GreenSI pense même que cette démarche peut renforcer la sécurité finale obtenue par rapport à une approche traditionnelle. Non pas que l'analyse soit plus poussée, mais parce que les femmes et les hommes de ces projets vont tout simplement collaborer et non s'affronter quand l'approche régalienne instaure des hiérarchies de pouvoirs.
- La démarche agile demande un niveau de compréhension de la sécurité par les développeurs et l'équipe projet plus élevé que dans la démarche classique ; donc demande plus de dialogue entre développeurs et l'équipe sécurité.
- De plus comme elle est itérative, à chaque itération ce dialogue va permettre l'amélioration continue, et de revenir à la marge sur les choix du sprint précédent. Les développeurs agiles font déjà cela pour l'architecture logicielle avec le "code refactoring" qui consiste à rendre générique au sprint suivant des parties du code qui avaient été produites au départ pour un seul cas, sans changer les fonctionnalités produites.
Cela n'est pas sans rappeler la démarche DevOps, quand les Développeurs et les Opérations ont commencé à se parler et ne plus se retrancher derrière les dogmes de chacun de ces métiers (comme celui des évolutions du SI globales et par paliers).
L'agilité démontre une fois de plus sa capacité de transformation des organisations. Elle est ici en train de transformer une interface de plus dans le processus collaboratif de construction du logiciel, celle entre la conception et la sécurité, car comme GreenSI aime bien l'écrire, l'agilité c'est dans toutes les directions.
Alors, allez vite contribuer et poster votre commentaire sur le document de l'ANSSI avant le 15 septembre. Dans 5 ans quand l'agilité sera devenue une évidence pour toute monde, vous pourrez dire "j'y ai contribué !".
Ne ratez pas non plus les "Assises de la sécurité 2017" qui auront lieu le mois prochain.
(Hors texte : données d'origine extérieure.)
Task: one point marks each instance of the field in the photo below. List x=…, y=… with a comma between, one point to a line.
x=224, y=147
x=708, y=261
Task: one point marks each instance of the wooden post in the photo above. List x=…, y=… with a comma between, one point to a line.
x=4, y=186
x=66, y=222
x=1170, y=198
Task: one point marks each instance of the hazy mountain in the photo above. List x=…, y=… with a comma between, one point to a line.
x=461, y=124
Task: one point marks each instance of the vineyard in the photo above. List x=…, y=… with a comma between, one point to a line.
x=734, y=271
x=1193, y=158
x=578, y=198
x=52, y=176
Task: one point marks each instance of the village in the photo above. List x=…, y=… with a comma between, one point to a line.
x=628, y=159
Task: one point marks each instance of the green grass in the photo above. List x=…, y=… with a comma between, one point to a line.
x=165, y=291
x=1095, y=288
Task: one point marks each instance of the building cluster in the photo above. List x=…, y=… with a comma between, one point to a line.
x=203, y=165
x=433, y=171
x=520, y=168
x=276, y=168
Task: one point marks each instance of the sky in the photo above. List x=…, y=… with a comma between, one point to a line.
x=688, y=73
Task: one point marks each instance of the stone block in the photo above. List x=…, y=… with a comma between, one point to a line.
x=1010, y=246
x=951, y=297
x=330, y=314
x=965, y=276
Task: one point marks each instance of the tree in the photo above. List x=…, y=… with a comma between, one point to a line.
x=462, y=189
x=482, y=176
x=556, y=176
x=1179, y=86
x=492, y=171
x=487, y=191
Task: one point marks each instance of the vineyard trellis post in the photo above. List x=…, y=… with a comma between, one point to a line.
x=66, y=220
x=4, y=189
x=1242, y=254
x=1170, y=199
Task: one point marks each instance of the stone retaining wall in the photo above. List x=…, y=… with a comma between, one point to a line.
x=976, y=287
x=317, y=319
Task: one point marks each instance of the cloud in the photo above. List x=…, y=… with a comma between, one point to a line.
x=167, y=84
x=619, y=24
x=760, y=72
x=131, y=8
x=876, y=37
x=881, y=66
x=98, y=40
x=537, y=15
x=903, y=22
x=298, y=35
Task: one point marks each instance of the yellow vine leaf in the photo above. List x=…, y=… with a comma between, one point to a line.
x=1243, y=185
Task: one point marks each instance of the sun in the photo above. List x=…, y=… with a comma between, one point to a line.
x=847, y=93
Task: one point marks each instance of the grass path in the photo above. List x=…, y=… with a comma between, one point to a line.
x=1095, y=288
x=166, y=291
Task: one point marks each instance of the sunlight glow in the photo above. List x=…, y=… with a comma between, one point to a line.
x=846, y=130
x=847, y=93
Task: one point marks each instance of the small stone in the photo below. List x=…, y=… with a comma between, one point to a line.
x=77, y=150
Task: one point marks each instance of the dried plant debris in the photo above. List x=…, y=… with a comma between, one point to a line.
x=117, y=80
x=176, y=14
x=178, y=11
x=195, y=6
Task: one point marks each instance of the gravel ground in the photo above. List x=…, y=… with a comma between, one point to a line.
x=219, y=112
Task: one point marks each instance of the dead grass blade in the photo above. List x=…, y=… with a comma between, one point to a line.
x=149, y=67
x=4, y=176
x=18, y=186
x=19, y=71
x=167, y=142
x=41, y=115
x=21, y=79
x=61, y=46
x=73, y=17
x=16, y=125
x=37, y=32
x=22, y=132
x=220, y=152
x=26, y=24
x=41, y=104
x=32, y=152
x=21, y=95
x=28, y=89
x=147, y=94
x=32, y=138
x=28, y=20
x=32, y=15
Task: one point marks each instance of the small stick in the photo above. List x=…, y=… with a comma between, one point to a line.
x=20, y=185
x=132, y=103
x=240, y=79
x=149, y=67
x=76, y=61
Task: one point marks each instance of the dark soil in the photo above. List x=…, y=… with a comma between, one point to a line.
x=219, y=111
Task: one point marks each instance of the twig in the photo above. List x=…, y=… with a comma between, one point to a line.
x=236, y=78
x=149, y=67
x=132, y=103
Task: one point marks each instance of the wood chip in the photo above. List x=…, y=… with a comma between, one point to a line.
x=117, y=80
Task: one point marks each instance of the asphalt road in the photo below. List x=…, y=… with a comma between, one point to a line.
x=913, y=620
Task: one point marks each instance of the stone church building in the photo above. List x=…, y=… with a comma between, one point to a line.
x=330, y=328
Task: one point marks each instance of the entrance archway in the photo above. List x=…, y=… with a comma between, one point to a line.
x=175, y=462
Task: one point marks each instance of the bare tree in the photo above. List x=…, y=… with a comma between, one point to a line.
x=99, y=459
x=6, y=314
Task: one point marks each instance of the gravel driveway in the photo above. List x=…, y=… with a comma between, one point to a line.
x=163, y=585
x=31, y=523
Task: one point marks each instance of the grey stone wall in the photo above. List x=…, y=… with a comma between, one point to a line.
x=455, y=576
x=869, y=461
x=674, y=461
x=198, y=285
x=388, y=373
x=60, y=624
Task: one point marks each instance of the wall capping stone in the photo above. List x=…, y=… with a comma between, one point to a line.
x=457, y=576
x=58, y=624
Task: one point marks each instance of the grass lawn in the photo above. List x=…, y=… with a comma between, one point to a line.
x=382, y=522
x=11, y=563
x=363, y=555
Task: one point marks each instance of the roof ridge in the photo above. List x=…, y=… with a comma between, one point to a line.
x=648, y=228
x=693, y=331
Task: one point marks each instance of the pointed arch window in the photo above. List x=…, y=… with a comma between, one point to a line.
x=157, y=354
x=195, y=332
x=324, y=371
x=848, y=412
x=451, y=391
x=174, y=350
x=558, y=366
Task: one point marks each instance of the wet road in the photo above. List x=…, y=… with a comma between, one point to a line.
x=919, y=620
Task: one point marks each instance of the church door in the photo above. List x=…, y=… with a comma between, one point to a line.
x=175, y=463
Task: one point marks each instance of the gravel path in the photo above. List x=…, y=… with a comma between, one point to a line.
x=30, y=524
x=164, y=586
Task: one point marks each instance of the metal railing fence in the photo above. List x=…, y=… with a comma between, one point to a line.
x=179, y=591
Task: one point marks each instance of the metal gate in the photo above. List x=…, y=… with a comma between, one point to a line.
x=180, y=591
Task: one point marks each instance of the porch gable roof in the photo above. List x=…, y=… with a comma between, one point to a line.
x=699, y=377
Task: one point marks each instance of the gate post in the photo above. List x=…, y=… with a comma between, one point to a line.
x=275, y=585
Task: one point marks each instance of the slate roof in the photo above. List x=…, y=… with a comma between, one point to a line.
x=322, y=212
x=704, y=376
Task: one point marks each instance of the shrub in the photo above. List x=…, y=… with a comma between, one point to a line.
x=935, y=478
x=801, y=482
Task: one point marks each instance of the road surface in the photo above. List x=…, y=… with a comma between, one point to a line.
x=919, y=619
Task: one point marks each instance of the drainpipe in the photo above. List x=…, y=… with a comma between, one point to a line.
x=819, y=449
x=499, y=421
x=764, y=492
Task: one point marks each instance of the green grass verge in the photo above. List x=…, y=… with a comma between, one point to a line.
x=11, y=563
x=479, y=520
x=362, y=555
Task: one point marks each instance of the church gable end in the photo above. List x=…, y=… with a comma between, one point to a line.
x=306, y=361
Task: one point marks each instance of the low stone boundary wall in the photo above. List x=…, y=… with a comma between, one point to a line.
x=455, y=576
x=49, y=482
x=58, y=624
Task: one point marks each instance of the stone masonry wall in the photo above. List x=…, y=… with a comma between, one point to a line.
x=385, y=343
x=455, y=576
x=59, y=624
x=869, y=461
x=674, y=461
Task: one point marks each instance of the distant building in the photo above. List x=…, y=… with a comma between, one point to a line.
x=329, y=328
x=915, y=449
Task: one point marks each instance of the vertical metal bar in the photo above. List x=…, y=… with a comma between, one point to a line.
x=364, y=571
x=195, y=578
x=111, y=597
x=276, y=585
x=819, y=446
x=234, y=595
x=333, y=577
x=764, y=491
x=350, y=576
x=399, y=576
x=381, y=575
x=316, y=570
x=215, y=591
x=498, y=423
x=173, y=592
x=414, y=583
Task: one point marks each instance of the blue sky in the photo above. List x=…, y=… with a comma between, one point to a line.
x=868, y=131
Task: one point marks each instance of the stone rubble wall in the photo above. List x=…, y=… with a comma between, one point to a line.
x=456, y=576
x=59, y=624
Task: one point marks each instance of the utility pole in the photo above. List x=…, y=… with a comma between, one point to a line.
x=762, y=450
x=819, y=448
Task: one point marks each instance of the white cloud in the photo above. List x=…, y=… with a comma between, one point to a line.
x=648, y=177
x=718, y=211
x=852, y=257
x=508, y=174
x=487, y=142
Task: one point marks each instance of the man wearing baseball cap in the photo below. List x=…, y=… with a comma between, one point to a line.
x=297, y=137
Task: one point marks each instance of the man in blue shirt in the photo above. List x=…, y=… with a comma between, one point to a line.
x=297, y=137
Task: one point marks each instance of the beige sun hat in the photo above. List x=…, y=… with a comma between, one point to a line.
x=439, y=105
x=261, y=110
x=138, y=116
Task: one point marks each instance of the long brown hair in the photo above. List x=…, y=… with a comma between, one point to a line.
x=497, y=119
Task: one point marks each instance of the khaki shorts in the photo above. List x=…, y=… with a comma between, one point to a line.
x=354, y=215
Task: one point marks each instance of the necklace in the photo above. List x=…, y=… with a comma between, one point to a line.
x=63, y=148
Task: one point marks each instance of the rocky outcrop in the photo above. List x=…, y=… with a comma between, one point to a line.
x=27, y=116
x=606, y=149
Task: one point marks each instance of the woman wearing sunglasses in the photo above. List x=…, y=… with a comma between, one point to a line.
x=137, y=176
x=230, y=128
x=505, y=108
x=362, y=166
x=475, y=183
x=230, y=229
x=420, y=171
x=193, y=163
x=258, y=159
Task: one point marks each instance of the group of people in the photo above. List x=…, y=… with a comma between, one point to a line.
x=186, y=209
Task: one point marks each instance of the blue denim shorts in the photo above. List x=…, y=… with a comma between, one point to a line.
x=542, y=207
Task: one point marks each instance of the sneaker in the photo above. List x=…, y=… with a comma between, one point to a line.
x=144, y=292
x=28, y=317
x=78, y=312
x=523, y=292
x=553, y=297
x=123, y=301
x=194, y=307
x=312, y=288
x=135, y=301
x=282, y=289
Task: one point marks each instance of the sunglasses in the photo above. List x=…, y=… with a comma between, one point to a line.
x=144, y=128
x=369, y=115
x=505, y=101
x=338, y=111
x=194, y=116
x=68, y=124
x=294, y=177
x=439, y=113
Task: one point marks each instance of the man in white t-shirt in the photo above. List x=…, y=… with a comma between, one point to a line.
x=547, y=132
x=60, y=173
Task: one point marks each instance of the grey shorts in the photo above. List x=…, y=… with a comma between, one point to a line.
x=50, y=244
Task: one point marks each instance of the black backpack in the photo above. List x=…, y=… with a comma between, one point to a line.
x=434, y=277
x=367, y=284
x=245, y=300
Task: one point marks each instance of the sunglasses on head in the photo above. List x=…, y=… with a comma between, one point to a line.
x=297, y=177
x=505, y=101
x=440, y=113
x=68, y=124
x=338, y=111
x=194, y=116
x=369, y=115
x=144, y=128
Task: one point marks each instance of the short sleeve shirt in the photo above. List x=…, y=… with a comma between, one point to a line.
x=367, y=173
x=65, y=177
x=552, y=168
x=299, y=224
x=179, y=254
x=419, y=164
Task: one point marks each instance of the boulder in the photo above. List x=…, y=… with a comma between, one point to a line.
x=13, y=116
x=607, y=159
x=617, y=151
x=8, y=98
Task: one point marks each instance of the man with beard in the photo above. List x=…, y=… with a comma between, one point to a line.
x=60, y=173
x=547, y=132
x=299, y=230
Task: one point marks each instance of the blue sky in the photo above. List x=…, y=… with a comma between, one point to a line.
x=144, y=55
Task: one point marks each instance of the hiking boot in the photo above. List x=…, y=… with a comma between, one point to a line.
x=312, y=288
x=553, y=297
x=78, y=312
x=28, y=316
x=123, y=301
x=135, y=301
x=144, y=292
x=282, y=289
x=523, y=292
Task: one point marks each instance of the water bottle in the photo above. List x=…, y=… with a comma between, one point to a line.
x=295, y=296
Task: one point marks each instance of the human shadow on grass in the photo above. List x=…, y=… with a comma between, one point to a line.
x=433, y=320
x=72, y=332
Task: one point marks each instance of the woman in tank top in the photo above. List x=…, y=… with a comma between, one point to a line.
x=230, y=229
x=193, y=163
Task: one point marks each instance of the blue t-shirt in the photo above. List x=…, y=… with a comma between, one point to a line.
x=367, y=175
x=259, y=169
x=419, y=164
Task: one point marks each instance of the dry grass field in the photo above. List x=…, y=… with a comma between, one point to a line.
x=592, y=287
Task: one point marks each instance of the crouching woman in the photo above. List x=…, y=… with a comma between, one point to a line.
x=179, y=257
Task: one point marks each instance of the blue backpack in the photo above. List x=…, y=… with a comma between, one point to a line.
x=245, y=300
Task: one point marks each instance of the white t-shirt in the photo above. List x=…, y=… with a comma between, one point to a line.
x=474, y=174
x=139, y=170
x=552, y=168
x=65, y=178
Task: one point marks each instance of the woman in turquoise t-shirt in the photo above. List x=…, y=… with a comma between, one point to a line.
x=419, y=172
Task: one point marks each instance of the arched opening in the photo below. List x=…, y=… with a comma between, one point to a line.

La conférence d'ouverture sera tenue par Guillaume Poupard, le Directeur Général de l'ANSSI qui "pitchait" cette semaine à l'université d'été du MEDEF pour rappeler aux patrons d'entreprises que la sécurité était d'abord leur sujet, avant d'être celui de leur RSSI.
Maintenant c'est au tour de ces RSSI de montrer qu'ils savent répondre aux enjeux d'agilité du business.